2018/03/02 by Hao Wang, Wang, Hao, Ilya Kolmanovsky +5
Engineering · #Advanced Battery Technologies Research #Electric and Hybrid Vehicle Technologies #FOS: Electrical engineering #FOS: Mathematics #Optimization and Control (math.OC) #Refrigeration and Air Conditioning Technologies #Systems and Control (eess.SY) #electronic engineering #information engineering
paper · pdf · doi:10.48550/arxiv.1803.00720
openalex publication_date 2018/03/02 · openalex created_date 2018/03/29 · openalex updated_date 2026/07/28
This paper considers an application of model predictive control to automotive air conditioning (A/C) system in future connected and automated vehicles (CAVs) with battery electric or hybrid electric powertrains. A control-oriented prediction model for A/C system is proposed, identified, and validated against a higher fidelity simulation model (CoolSim). Based on the developed prediction model, a nonlinear model predictive control (NMPC) problem is formulated and solved online to minimize the energy consumption of the A/C system.
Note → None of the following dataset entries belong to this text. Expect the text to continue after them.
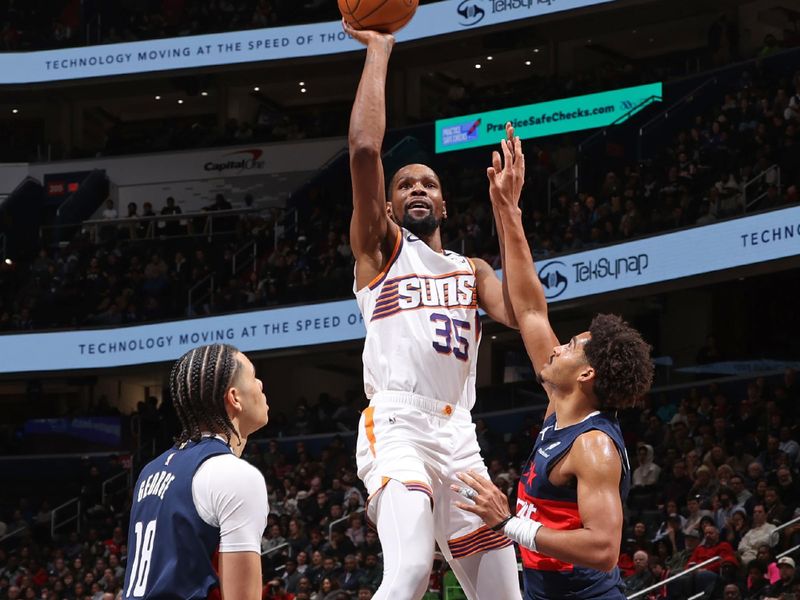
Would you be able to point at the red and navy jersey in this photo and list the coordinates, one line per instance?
(556, 507)
(171, 551)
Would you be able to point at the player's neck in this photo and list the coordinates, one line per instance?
(434, 241)
(572, 407)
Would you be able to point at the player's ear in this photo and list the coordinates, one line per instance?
(586, 374)
(232, 404)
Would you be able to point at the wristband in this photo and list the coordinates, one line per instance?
(522, 531)
(502, 523)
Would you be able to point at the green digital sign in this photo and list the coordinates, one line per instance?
(545, 118)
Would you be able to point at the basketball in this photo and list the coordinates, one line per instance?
(386, 16)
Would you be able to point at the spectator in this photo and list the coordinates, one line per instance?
(760, 533)
(777, 513)
(645, 476)
(741, 492)
(732, 592)
(712, 547)
(787, 581)
(642, 577)
(351, 575)
(110, 211)
(694, 515)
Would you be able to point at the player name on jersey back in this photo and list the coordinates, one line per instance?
(156, 484)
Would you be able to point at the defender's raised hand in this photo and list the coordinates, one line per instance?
(507, 174)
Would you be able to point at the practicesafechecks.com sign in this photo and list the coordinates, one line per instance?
(439, 18)
(735, 243)
(545, 118)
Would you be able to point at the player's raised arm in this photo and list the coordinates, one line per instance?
(524, 287)
(493, 294)
(370, 227)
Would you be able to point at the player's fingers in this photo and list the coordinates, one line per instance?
(466, 478)
(496, 163)
(466, 507)
(507, 155)
(517, 146)
(472, 479)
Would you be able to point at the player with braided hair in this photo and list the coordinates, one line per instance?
(568, 522)
(199, 510)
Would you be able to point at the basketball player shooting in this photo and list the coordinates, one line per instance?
(420, 306)
(569, 502)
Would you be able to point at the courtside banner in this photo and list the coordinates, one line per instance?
(440, 18)
(736, 243)
(545, 118)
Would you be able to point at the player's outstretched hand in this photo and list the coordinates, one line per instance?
(507, 174)
(488, 502)
(366, 36)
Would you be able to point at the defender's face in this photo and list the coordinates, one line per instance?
(416, 195)
(566, 361)
(251, 394)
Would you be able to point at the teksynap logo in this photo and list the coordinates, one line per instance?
(554, 279)
(472, 12)
(246, 161)
(461, 133)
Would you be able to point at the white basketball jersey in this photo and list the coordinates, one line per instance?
(423, 328)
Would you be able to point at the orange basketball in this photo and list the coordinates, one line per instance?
(378, 15)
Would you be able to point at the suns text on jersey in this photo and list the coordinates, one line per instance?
(452, 290)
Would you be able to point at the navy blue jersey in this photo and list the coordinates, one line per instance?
(556, 507)
(170, 548)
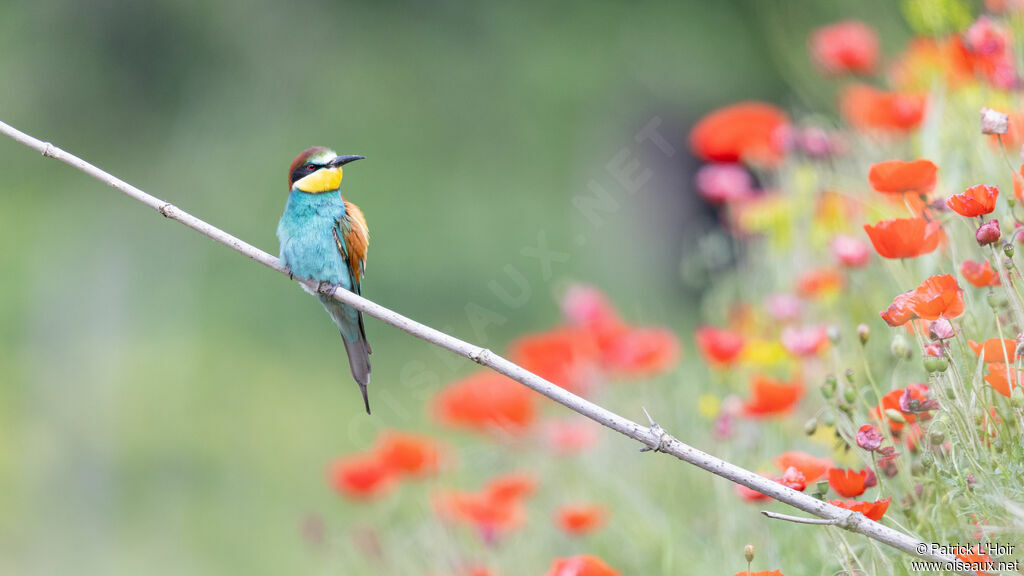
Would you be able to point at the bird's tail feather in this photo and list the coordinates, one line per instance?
(349, 323)
(358, 361)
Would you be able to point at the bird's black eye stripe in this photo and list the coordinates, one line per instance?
(304, 170)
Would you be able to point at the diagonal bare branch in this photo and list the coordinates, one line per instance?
(653, 438)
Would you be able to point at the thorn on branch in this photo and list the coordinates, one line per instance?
(663, 437)
(479, 356)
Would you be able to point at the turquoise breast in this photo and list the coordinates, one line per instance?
(307, 244)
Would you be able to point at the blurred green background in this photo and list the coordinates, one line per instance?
(167, 406)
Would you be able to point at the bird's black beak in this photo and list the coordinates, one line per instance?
(342, 160)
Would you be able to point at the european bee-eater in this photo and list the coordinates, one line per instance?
(324, 238)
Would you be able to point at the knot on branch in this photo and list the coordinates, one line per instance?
(657, 432)
(479, 356)
(850, 521)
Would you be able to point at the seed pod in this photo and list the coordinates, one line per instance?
(895, 415)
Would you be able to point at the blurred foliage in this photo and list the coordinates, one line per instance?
(166, 406)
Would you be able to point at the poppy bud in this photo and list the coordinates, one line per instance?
(899, 347)
(936, 364)
(811, 426)
(828, 387)
(822, 487)
(1017, 398)
(1018, 211)
(895, 415)
(927, 460)
(995, 299)
(988, 233)
(941, 329)
(850, 396)
(869, 438)
(863, 332)
(828, 418)
(993, 122)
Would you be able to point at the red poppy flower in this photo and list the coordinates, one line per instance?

Simulation results illustrate the desirable characteristics of the proposed NMPC solution such as being able to enforce physical constraints of the A/C system and maintain cabin temperature within a specified range. Moreover, it is shown that by utilizing the vehicle speed preview and through coordinated adjustment of the cabin temperature constraints, energy efficiency improvements of up to 9% can be achieved.